Rebecca Harms

Mitglied des Europäischen Parlaments in der Grünen/EFA Fraktion 2004-2019

#newsletter    27 | 05 | 2013

Newsletter 05/13


Liebe Freundinnen und Freunde,

der EU-Gipfel am vergangenen Mittwoch sollte eigentlich längst überfällige Schritte gegen Steuerflucht und Steuerhinterziehung beschließen, doch wichtige Entscheidungen wurden auf Dezember vertagt. Und über die Steuervermeidungsstrategien der großen, internationalen Unternehmen, die durch die großen Unterschiede der Unternehmensbesteuerung in den Mitgliedstaaten ermöglicht werden, wurde erst gar nicht gesprochen.

Dabei sind es die Konzerne, die für den größten Teil der geschätzten 1.000 Milliarden Euro verantwortlich sind, die den Mitgliedstaaten jedes Jahr durch illegale Steuerflucht und legale Steuervermeidung durch die Lappen gehen. Wir Grüne fordern seit langem, dass man bei der Unternehmenssteuer endlich zu einer einheitlichen Bemessungsgrundlage kommt. Unser Ziel ist, dass Umsatz und Gewinne in dem Land besteuert werden, in dem sie anfallen. Diese andauernde Zögerlichkeit in der Bekämpfung der Steuerflucht und der Steueroasen, diese Zögerlichkeit, die wir auch bei der Bankenunion kennen, ist ein überzeugender Grund, Angela Merkel und mit ihr Jose Manuel Barroso abzuwählen.

Überschattet wurde dieser „Mini-Gipfel“ von einer bewusst fehlgeleiteten Debatte über die europäische Energiepolitik. Es ist auffällig, wie sehr sich der Ton dieser Debatte hier in Brüssel in letzter Zeit verändert hat. Grundsätzliche Ziele der europäischen Klima- und Energiepolitik, auf die man sich bereits geeinigt zu haben schien, werden offen in Frage gestellt. Die Abstimmung zum Backloading ist dafür ein Beispiel, die Öffnung für unkonventionelle fossile Ressourcen und die Subventionierung von Neubau von Atomkraftwerken sind weitere Indizien für einen Angriff auf die bisherige Klima- und Energiestrategie. Mein Kollege Yannick Jadot aus Frankreich hat das als Konterrevolution bezeichnet. Sowohl im laufenden deutschen als auch im europäischen Wahlkampf im nächsten Jahr sind wir Grüne von Merkel und Oettinger neu herausgefordert. Selten war so klar: die vernünftige Energiewende gibt es nur mit uns!

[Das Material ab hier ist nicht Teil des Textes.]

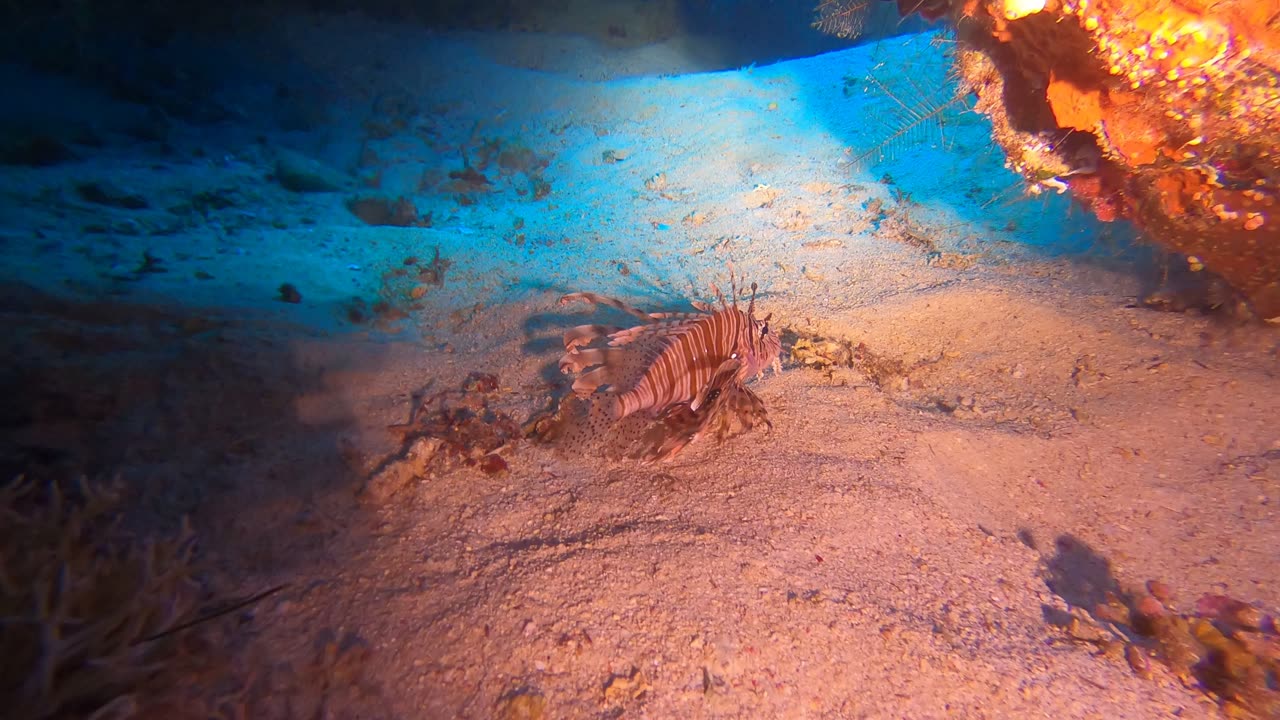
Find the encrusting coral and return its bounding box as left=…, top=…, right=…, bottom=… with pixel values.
left=1066, top=579, right=1279, bottom=718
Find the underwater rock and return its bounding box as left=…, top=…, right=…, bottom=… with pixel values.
left=274, top=147, right=350, bottom=193
left=873, top=0, right=1280, bottom=321
left=346, top=195, right=431, bottom=227
left=0, top=132, right=76, bottom=167
left=74, top=180, right=150, bottom=209
left=277, top=283, right=303, bottom=304
left=496, top=689, right=546, bottom=720
left=360, top=436, right=442, bottom=503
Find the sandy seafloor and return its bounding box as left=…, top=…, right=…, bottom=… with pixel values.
left=2, top=11, right=1278, bottom=719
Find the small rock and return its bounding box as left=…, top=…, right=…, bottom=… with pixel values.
left=1135, top=594, right=1167, bottom=619
left=478, top=453, right=508, bottom=475
left=0, top=132, right=76, bottom=166
left=359, top=436, right=442, bottom=503
left=1197, top=595, right=1265, bottom=630
left=497, top=689, right=545, bottom=720
left=75, top=180, right=149, bottom=209
left=1125, top=643, right=1152, bottom=678
left=346, top=195, right=431, bottom=227
left=1067, top=615, right=1113, bottom=644
left=1093, top=595, right=1131, bottom=626
left=277, top=283, right=302, bottom=304
left=1146, top=580, right=1173, bottom=603
left=275, top=147, right=350, bottom=193
left=601, top=148, right=630, bottom=164
left=602, top=667, right=649, bottom=704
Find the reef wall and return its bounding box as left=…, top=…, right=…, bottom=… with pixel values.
left=892, top=0, right=1280, bottom=320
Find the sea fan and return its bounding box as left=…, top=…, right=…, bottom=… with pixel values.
left=812, top=0, right=871, bottom=39
left=846, top=34, right=972, bottom=167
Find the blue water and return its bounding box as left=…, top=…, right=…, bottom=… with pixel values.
left=0, top=3, right=1128, bottom=332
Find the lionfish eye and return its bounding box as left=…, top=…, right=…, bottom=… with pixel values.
left=761, top=323, right=769, bottom=336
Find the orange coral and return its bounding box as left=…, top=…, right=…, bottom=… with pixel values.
left=1046, top=72, right=1101, bottom=132
left=914, top=0, right=1280, bottom=319
left=1098, top=101, right=1165, bottom=166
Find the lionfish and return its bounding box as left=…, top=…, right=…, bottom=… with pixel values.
left=540, top=273, right=782, bottom=462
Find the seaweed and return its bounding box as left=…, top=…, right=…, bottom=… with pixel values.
left=362, top=372, right=523, bottom=501
left=0, top=476, right=223, bottom=719
left=386, top=372, right=521, bottom=469
left=854, top=73, right=967, bottom=167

Was passierte in Straßburg sonst? Wir haben eine Resolution zum geplanten transatlantisches Handels- und Investitionsabkommen zwischen der EU und den USA verabschiedet. Unsere Grünen Änderungsanträge zu dem Mandat zielten auf die Klärung großer Zweifelsfragen, die wir bei diesem Vorhaben hegen. Zum einen bereitet uns die große Intransparenz Bauchschmerzen, die dieses geplante Abkommen umgibt, zum anderen ist es der Inhalt, der uns zweifeln lässt. Der Mandatsentwurf der Kommission blieb jedenfalls sehr schwammig. Welche Handelsbeschränkungen gibt es denn, die mit diesem Übereinkommen unbedingt abgeschafft werden sollen? Wer schreit in der EU nach US-amerikanischen Autos? Warum will die Kommission die Möglichkeit zu Schiedsgerichtsklagen für Investoren in das Abkommen aufnehmen, obwohl sowohl die USA als auch die EU sehr gut funktionierende Gerichtssysteme besitzen?

Grüße.
Rebecca

^


1. EU-Gipfel: Energie und Steuern
Der Mini-EU-Gipfel vom 22. Mai hätte überfällige Maßnahmen gegen Steuerflucht und Steuerhinterziehung auf den Weg bringen sollen, hat aber alle konkreten Entscheidungen auf Dezember verschoben. Stattdessen wurde das Treffen von einer völlig fehlgeleiteten Debatte über die europäische Energiepolitik überschattet. Die mögliche Förderung von Atomenergie und von Schiefergas steht im absoluten Widerspruch zu allen bisherigen Bekenntnissen zu Klimaschutz und erneuerbaren Energien.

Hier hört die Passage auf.